Hi and thanks for reading,
Our J2EE system relies on a few .properties files to get configuration details. We need to be able to modify these files once the system is deployed, so they need to be visible at the EAR level.
Currently, these files are located at the root of the common.jar file and therefore are not visible once deployed (unless we unzip the JAR, which we don't want). Where (in what directory) should we place these files? And how should we access these files in the code, in terms of relative paths?
Thanks a lot!
Just place them in your classpath and use java.util.ResourceBundle to read them in. You dont need to specify a path, but only a package name and file name just as if the proerties file were a class.
example for a file named filename.properties in a package named com.guillaume:
ResourceBundle props = ResourceBundle.getBundle("com.guillaume.filename"); //leave off the .properties
String value = props.getString("key");
Hope this helps
Ok, looks interesting... In which classpath should I add my property file? Since the using class is in common.jar, I suppose I should set it in the common.jar manifest file, right? Unfortunately that does not seem to work...
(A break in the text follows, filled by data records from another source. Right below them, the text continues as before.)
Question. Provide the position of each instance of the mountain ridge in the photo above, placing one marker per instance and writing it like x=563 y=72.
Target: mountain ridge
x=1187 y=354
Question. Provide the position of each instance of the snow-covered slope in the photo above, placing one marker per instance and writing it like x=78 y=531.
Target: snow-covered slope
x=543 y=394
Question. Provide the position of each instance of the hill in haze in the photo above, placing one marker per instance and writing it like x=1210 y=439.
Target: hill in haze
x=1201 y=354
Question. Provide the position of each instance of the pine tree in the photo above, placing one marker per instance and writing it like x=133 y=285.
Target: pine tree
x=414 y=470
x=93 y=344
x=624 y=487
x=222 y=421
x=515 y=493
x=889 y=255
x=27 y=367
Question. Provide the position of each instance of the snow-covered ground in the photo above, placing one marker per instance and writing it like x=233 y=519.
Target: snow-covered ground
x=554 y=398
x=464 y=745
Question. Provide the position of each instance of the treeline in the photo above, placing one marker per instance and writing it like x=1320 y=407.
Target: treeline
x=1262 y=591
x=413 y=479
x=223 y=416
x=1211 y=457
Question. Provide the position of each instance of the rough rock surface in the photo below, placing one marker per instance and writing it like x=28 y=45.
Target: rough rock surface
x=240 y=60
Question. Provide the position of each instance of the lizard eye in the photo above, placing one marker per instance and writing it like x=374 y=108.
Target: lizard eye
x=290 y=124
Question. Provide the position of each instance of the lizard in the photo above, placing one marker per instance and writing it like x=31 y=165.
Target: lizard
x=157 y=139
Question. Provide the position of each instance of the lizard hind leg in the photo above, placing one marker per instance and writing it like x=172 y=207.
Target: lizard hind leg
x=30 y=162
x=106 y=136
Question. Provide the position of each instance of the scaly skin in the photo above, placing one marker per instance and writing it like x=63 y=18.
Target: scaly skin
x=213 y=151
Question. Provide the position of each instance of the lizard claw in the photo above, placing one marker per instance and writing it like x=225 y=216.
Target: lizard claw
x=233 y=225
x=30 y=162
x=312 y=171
Ok, but we have a little more complicated situation in several ways:
1. We are using XML files with our own format. There are a number of different formats for various purposes, each of which contains structured information.
2. We have a large number of these files arranged in a directory hierarchy. This is done to allow inheritance and selective overriding of information from files in parent directories in the hierarchy.
3. To allow multiple separately developed sub-packages all in the same EAR file, we want to allow multiple roots of these hierarchies. So, within an EAR file, there might be multiple JAR and WAR files, each of which has one of these config file hierarchy roots.
Currently, we're not packaging the thing in WAR or EAR files, so we're just descending through the file system hierarchy. But I don't think this will work unless the server always unpacks the EAR/WAR into the file system. I'm playing with using getResources() to find the roots of the hierarchies, and that seems to work; but how would I descend down thru the hierarchies?